Seharusnya kenaikan harga BBM subsidi dibarengi dengan penataan sektor energi secara keseluruhan. Menurutnya, pemerintah saat ini hanya membicarakan kenaikan saja tanpa ada program penataan sektor energi yang jelas. Penataan itu meliputi peningkatan kegiatan eksplorasi migas, pembangunan kilang minyak, dan konversi BBM ke gas.  Selain itu, anggaran penghematan subsidi BBM bisa digunakan untuk mendorong pertumbuhan energi alternatif. Saat ini anggaran energi terbarukan sangat minim.

Padahal, anggaran subsidi terus membengkak setiap tahun. Tahun ini saja, subsidi bertambah Rp 16,1 triliun, yaitu dari Rp 193,8 triliun menjadi Rp 209,9 triliun. Artinya, kebijakan pemerintah soal energi hanya menimbulkan kerugian. Subsidi energi selama 2005-2013 telah menyedot 80 persen dari total subsidi. Selain itu subsidi tersebut sebagian besar berasal dari utang pemerintah.

Menteri Perencanaan Pembangunan Nasional/Kepala Badan Perencanaan Pembangunan Nasional (PPN/Bappenas) Armida Alisjahbana mengatakan, kebijakan BLSM merupakan kompensasi pemerintah untuk mengantisipasi dampak kenaikan harga BBM subsidi. Armida juga berkelit bahwa anggaran BLSM bukan berasal dari utang tetapi diperoleh hasil penghematan anggaran kementerian.
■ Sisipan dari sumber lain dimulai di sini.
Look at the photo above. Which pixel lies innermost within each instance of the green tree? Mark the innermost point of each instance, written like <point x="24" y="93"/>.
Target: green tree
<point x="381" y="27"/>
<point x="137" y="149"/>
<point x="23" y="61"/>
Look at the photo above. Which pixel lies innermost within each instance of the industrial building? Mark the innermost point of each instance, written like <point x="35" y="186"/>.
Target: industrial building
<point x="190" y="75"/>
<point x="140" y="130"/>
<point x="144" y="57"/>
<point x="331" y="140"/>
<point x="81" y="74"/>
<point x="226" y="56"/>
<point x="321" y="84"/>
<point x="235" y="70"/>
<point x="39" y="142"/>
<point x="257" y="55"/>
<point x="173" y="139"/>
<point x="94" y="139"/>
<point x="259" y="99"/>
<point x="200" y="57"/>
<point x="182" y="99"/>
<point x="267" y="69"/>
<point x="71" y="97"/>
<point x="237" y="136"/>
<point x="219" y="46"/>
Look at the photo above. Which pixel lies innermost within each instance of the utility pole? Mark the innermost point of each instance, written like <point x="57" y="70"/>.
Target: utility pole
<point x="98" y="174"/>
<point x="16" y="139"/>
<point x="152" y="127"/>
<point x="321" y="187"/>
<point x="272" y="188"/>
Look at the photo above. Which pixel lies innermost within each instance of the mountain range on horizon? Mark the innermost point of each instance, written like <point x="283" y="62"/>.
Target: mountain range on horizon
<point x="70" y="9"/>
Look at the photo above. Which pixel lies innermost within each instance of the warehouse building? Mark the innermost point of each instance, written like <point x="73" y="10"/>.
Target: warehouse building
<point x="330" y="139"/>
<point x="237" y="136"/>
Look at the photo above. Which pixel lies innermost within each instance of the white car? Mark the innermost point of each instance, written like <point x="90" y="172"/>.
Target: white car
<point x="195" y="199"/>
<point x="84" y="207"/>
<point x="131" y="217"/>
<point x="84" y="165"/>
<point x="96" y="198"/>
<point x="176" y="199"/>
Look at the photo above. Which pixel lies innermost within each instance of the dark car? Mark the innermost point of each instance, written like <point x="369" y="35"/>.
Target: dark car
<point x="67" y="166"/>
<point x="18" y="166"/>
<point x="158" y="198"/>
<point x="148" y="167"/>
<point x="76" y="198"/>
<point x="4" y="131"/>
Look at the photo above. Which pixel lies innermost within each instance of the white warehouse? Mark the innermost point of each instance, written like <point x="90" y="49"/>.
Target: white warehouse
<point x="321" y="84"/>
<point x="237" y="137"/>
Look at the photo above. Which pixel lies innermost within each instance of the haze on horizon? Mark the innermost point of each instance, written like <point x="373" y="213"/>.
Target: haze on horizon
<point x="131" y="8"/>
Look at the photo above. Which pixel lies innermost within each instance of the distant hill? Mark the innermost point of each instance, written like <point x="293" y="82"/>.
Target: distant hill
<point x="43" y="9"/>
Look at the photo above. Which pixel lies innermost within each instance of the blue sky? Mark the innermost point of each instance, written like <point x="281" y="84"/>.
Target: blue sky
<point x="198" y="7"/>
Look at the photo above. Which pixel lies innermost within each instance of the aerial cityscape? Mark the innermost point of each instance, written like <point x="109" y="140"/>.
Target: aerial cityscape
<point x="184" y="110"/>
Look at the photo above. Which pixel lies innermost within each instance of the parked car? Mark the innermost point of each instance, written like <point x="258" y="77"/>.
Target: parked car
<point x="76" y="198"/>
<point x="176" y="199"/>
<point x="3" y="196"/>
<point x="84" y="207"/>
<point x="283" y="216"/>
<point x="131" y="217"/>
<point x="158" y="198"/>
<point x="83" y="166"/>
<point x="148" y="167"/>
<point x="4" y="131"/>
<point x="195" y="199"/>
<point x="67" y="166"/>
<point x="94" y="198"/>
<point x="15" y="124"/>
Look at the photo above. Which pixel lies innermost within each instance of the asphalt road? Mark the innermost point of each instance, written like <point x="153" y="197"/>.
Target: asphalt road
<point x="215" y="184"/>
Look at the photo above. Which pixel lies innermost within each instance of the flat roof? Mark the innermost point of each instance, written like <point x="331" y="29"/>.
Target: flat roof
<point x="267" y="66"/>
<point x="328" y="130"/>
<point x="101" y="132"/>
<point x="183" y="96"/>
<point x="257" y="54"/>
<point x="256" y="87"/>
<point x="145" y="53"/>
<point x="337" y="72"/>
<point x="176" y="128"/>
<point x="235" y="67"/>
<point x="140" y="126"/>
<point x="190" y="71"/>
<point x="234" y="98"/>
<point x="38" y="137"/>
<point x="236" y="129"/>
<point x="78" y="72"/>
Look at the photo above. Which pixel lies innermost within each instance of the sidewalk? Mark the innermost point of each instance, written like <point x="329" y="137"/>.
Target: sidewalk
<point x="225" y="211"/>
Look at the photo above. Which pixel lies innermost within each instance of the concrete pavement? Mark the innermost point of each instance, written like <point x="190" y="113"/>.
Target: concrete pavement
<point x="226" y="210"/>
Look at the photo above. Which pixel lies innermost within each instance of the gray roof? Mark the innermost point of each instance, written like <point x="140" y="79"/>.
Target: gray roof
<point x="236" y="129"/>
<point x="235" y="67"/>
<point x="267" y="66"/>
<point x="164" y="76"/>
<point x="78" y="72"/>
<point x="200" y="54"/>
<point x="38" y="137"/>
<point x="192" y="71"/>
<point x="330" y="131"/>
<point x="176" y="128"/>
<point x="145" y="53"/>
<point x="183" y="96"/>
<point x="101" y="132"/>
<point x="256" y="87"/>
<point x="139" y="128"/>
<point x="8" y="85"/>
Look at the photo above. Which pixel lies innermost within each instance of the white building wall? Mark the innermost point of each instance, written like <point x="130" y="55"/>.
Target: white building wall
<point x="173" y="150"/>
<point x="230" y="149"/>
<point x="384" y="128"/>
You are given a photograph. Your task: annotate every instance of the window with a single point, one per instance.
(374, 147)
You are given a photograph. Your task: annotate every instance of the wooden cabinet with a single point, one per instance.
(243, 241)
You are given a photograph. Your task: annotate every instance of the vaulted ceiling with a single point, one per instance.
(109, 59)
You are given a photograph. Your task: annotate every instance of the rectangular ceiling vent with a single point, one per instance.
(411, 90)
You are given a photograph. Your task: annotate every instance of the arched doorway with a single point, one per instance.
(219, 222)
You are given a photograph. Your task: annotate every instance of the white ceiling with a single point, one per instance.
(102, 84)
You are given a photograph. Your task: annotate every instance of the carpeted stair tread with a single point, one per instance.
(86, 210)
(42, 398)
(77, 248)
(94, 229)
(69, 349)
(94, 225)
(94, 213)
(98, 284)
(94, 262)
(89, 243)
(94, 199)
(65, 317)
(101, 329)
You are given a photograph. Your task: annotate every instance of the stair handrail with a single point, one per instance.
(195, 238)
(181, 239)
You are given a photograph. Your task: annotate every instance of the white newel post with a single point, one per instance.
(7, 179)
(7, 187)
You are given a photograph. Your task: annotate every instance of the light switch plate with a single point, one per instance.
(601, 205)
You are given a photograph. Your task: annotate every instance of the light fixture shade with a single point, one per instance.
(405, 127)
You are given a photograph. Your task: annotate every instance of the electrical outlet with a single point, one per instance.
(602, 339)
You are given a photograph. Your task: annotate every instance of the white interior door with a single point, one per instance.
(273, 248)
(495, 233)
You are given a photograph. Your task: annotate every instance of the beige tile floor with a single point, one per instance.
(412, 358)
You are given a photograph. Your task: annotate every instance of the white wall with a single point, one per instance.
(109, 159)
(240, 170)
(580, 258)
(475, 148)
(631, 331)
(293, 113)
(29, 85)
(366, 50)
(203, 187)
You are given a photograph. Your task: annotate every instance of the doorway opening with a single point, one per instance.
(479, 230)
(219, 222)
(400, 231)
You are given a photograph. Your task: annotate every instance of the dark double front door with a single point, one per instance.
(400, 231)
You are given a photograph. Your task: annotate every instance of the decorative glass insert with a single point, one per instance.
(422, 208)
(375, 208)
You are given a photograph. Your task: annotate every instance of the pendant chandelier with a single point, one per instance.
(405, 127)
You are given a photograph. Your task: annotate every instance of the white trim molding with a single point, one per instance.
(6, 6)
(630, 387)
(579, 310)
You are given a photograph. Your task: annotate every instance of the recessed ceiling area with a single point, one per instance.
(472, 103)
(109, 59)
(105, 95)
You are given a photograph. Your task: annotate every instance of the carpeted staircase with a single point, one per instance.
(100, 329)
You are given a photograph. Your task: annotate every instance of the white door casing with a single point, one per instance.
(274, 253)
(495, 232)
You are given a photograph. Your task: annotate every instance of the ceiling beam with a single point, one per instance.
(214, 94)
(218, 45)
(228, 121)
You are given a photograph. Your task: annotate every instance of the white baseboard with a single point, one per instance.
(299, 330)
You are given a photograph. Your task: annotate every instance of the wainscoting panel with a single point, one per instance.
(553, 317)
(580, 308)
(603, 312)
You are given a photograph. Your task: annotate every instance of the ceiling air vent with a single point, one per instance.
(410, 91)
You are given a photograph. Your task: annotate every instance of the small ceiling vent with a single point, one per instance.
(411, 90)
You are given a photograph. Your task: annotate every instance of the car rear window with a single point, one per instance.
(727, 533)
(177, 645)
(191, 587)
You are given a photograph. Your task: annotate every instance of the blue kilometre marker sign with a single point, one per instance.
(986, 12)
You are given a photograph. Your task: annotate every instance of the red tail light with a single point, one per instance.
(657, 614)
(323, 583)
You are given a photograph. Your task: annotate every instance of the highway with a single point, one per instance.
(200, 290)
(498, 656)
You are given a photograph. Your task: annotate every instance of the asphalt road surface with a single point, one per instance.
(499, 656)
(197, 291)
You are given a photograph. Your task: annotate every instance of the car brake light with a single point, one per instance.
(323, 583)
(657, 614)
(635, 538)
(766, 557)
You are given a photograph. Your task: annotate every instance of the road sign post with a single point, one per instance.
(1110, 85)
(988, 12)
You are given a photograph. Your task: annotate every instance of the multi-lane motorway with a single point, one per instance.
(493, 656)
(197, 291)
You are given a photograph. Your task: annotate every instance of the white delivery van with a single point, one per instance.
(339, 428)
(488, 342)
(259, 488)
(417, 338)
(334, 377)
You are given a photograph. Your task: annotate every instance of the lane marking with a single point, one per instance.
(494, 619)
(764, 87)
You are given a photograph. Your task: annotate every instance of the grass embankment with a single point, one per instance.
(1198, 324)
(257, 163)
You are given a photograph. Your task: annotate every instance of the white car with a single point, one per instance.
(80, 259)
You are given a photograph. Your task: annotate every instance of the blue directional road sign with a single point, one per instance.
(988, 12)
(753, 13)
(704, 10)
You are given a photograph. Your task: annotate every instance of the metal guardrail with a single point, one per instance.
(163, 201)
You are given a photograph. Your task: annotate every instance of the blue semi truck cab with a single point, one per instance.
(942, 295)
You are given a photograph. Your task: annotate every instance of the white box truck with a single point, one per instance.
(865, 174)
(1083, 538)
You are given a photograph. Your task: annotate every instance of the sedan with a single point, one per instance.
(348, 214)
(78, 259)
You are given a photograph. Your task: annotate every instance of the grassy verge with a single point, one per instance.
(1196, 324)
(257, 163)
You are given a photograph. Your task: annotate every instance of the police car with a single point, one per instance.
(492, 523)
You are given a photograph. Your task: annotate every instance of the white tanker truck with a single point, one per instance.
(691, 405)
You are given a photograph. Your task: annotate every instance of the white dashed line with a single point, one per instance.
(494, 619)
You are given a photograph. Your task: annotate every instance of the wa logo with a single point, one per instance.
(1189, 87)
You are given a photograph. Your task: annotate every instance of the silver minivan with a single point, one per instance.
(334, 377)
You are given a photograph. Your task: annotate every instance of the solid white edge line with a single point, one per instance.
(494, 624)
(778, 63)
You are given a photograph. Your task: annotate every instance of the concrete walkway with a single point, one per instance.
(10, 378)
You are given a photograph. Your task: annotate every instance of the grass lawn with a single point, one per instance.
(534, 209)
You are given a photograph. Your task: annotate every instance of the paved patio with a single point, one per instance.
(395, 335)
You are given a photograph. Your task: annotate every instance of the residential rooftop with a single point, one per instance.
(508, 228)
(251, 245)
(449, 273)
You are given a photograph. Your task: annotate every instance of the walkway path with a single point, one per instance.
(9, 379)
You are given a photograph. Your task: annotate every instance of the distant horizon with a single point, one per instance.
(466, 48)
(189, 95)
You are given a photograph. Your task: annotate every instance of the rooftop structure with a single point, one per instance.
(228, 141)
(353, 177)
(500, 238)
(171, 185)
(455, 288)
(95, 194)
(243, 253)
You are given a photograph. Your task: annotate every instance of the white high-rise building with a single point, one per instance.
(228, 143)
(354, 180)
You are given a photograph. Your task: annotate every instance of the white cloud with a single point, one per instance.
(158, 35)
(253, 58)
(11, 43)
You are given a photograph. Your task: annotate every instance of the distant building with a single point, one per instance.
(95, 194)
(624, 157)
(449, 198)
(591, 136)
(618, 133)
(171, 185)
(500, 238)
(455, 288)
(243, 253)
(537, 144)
Penetapan kenaikan harga BBM subsidi akan dilakukan setelah DPR dan pemerintah sepakat dan mengesahkan APBN-P 2013. Rencananya, APBN-P 2013 ini akan disahkan dalam rapat paripurna DPR pada Senin 17 Juni 2013 nanti. Diperkirakan kenaikan harga BBM dilakukan kurang dari 7 hari setelah pengesahan APBN-P. Jika benar akan dilakukan sekitar tanggal tersebut berarti rakyat Indonesia akan mendapatkan "jackpot" berupa kenaikan harga BBM dan kenaikan rutin harga barang menjelang ramadhan. Selain itu melemahnya nilai tukar rupiah yang sudah menyentuh angka Rp10.000/US$ pada akhir-akhir ini dan belum ada tren penguatan akan menjadi tambahan alasan untuk menaikkan harga barang semakin tinggi lagi.

Saran Untuk SBY
Kebijakan menaikkan harga BBM seharusnya dilakukan secara terprogram dan berkala. Akan lebih baik jika harga BBM dinaikkan sedikit-sedikit misalnya sebesar Rp500 dan dilakukan tiap setahun atau 2 tahun sekali. Kenaikan harga BBM yang tidak terlalu besar akan berpengaruh pada nilai inflasi yang tidak terlalu besar pula sehingga kenaikan harga kebutuhan pokok masih dapat dikendalikan. Selain itu selisih antara harga BBM sebelum kenaikan dengan setelah kenaikan sangat kecil sehingga dapat meminimalisir ulah para spekulan yang gemar menimbun BBM.